Inside Animal Hearts and Minds

Bears That Count, Goats That Surf, and Other True Stories
of Animal Intelligence and Emotion

As Charles Darwin suggested more than a century ago, the differences between animals and humans are “one of degree and not of kind.” Not long ago, ethologists denied that animals had emotions or true intelligence. Now, we know that rats laugh when tickled, magpies cover their “dearly departed” with greenery, female whales travel thousands of miles for annual reunions with their gal pals, ants recognize themselves in a mirror, and beetles make star maps in their minds.

In engaging text and photographs, Inside Animal Hearts and Minds: Bears That Count, Goats That Surf, and Other True Stories of Animal Intelligence and Emotion introduces readers to a broad and astonishing spectrum of animal feeling, thinking, and sentience. Learn about monkeys who understand the concept of money and use currency to shop, rats who choose friendship over food, and wild ravens who windsurf using curved pieces of tree bark as surfboards. Even language, math, and logic are no longer exclusive to humans. Signing apes invent metaphors, prairie dogs have “words” to describe intruders, parrots name their chicks, sea lions can think logically, and bears, lemurs, parrots, and other animals can “count.”
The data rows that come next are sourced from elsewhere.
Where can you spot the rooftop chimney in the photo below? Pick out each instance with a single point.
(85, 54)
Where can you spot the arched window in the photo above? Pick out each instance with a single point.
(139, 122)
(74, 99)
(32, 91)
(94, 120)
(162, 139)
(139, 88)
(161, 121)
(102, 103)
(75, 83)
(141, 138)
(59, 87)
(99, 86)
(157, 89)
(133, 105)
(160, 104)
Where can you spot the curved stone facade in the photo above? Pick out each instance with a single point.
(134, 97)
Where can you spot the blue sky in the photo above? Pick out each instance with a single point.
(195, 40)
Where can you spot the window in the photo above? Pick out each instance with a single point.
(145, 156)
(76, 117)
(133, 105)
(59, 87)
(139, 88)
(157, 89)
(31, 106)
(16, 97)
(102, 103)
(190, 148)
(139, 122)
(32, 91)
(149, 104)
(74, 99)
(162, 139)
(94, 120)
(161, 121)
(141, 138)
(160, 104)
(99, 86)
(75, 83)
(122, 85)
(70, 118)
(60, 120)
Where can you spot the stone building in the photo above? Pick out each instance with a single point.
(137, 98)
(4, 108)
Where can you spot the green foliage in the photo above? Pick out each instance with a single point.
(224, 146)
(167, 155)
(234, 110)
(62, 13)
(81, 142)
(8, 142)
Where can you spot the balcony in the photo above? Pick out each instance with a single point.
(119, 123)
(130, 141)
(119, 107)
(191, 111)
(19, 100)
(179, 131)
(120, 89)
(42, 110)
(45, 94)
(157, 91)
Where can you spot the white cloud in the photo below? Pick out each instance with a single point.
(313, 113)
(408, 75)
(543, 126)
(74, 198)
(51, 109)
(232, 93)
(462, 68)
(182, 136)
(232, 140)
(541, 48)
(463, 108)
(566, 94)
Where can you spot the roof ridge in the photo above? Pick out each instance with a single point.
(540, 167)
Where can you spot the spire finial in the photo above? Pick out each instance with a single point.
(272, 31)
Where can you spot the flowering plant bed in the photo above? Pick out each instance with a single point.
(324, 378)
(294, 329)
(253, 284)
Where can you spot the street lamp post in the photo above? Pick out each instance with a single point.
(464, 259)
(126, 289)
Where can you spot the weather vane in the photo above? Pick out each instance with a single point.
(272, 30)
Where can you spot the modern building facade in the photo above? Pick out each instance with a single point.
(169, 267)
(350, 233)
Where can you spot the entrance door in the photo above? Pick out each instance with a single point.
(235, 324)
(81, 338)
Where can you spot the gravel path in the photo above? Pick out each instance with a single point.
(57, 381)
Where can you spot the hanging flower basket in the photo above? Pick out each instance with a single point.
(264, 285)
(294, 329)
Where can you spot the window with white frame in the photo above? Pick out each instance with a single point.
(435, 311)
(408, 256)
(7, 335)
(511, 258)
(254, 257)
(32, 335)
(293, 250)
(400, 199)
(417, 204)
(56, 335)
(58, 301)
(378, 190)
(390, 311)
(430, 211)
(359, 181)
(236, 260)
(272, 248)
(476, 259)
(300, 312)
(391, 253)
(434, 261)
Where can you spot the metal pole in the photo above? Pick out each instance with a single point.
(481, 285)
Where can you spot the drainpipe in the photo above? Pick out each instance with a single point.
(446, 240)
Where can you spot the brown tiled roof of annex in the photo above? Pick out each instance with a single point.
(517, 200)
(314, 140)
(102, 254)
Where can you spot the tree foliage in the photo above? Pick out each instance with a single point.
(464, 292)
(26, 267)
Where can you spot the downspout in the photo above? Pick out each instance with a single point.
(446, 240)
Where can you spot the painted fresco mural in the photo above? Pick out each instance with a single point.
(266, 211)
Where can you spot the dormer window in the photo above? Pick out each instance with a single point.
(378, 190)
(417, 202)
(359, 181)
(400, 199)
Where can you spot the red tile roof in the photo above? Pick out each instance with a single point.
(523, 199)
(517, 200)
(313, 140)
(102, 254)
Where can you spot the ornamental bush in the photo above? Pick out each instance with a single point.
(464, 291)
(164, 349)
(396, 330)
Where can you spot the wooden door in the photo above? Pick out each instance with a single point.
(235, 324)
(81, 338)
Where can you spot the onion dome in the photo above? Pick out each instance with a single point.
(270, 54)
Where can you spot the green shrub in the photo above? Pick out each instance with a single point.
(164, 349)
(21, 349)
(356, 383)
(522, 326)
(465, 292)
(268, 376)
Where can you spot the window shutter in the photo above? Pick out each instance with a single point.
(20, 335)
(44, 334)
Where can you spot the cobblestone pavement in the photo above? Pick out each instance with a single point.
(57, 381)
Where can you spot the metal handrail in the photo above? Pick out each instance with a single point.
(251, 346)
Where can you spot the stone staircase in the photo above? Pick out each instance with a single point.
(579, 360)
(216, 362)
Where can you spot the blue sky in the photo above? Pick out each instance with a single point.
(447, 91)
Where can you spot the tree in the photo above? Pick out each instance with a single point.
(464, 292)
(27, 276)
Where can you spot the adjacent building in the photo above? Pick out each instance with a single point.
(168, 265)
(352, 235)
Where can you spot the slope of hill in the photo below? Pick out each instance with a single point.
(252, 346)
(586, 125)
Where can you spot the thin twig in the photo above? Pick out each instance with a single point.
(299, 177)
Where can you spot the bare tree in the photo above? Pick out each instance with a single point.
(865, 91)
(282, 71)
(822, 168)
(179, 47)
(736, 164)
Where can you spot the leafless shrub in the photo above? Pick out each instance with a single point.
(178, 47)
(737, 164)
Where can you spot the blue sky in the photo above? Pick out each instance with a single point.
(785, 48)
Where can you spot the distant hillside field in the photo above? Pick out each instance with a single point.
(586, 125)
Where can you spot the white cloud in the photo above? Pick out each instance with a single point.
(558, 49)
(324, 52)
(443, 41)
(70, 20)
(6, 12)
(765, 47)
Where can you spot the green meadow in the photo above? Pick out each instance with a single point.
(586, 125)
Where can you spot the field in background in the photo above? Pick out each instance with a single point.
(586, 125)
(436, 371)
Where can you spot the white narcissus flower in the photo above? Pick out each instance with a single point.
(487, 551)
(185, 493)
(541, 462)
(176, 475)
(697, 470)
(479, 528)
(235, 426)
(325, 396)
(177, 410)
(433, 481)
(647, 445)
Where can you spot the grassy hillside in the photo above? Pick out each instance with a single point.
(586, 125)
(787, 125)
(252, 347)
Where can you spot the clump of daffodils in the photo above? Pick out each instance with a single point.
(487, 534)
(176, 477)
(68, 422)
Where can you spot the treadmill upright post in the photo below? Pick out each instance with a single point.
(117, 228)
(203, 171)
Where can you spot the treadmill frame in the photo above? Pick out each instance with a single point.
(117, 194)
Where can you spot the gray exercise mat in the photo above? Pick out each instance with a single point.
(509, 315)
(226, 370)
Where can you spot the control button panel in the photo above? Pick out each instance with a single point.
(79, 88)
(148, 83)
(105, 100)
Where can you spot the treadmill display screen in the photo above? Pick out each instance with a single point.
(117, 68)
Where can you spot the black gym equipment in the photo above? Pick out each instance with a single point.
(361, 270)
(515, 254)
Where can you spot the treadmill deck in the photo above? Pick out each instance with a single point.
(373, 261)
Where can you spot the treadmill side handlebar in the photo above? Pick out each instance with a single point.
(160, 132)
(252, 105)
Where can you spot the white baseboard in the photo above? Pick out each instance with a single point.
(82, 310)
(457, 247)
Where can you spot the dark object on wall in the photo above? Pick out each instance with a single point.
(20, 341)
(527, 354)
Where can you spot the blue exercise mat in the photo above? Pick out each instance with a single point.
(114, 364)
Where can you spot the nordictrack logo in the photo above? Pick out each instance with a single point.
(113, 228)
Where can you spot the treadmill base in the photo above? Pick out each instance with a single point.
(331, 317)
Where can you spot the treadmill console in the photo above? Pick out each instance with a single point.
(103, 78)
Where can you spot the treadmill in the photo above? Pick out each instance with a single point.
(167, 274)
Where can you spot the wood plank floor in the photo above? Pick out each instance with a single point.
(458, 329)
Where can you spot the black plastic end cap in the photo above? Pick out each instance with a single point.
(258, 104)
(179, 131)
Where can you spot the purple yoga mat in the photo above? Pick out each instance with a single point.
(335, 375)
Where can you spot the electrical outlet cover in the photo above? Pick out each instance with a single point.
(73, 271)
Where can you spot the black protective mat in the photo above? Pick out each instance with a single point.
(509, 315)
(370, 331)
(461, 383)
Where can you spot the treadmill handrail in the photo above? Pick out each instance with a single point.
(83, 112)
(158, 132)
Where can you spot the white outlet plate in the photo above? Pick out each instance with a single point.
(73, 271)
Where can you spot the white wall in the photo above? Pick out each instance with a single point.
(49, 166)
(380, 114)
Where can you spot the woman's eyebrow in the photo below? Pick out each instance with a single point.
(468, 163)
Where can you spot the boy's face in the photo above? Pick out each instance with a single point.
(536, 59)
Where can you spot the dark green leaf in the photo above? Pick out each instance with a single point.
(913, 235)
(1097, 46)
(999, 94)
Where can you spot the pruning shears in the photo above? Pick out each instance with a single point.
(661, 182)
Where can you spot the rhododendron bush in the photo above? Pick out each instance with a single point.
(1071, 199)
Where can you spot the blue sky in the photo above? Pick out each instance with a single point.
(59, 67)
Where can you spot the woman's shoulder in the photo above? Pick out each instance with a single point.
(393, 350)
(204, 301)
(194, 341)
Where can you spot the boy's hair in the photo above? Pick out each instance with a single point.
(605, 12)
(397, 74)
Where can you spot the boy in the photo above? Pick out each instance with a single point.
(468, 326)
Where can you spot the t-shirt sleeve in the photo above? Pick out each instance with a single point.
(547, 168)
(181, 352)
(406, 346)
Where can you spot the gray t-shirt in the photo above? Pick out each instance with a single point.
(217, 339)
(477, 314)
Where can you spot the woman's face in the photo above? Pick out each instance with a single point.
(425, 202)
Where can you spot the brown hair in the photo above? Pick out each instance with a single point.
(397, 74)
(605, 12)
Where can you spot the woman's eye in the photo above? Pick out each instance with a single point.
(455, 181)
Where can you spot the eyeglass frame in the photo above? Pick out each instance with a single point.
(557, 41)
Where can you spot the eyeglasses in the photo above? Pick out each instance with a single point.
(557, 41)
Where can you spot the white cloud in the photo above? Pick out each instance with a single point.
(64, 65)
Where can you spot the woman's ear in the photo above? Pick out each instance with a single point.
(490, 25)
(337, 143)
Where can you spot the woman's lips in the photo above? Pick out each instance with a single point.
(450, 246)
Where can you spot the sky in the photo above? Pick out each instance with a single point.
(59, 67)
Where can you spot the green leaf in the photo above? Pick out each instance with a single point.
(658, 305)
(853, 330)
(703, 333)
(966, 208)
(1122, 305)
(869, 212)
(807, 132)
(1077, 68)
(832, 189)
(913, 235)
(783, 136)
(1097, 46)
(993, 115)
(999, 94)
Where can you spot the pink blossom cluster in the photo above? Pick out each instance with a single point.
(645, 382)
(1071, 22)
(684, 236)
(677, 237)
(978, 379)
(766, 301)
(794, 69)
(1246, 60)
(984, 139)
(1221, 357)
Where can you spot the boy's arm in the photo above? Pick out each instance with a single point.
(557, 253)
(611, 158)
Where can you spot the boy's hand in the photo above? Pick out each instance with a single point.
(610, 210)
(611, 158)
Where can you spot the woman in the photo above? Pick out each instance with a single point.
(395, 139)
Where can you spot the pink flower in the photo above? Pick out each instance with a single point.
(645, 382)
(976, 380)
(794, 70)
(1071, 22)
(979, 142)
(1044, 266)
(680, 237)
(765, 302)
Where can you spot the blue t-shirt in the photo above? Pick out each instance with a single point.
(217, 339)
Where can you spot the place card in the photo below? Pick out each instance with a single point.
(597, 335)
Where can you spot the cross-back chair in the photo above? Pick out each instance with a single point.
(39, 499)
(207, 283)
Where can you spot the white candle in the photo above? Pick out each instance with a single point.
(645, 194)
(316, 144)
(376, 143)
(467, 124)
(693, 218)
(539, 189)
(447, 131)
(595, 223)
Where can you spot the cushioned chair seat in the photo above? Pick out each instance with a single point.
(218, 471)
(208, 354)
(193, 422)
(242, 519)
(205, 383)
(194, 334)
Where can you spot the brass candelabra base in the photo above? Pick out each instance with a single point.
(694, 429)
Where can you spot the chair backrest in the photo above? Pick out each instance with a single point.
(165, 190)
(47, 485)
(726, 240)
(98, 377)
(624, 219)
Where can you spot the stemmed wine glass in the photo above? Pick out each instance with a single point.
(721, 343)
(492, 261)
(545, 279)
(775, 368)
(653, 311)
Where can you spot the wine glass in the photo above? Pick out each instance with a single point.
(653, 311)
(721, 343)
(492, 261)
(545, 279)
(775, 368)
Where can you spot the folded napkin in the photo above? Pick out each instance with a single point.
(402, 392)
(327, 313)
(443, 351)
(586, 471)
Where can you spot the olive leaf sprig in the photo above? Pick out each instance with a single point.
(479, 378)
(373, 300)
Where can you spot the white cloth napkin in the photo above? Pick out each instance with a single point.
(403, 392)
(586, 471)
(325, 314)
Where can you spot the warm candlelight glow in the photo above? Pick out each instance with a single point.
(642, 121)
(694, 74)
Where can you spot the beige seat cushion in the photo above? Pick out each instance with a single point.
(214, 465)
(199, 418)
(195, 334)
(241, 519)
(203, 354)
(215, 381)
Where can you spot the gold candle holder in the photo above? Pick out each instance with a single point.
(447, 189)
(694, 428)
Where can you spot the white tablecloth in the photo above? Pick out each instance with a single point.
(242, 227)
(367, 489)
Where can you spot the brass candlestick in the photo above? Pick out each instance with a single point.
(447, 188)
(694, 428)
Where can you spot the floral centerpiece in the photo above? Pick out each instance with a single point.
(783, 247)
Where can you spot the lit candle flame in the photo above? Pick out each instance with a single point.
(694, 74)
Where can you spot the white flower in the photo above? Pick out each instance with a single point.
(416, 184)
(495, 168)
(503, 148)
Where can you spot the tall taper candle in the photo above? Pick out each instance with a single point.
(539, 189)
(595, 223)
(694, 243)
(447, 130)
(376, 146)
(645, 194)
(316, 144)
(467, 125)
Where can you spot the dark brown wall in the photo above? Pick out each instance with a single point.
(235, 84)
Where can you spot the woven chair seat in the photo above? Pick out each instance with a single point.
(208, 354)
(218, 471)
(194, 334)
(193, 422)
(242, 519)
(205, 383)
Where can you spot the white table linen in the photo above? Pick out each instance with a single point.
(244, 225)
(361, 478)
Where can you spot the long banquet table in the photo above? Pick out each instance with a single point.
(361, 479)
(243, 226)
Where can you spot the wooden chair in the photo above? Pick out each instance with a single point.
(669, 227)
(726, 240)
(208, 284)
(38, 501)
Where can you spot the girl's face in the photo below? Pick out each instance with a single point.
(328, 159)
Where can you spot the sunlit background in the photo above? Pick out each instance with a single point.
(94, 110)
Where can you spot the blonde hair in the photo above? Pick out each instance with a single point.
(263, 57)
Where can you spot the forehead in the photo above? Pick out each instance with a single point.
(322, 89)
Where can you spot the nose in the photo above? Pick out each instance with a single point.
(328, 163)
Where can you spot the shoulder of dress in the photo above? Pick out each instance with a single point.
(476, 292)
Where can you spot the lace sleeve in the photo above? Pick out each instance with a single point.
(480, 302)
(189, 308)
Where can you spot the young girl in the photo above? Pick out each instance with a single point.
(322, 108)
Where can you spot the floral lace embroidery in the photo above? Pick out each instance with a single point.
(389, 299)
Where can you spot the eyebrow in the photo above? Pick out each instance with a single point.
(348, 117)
In a world where a growing body of scientific research is closing the gap between the human and nonhuman, Inside Animal Hearts and Minds invites us to change the way we view animals, the world, and our place in it.

Foreword by Jonathan Balcombe
Jonathan Balcombe is an ethologist, author, and speaker. He has published over fifty scientific papers on animal behavior and animal protection. He served as the director of Animal Sentience with the Humane Society Institute for Science and Policy and has authored numerous books, including What a Fish Knows: The Inner Lives of Our Underwater Cousins.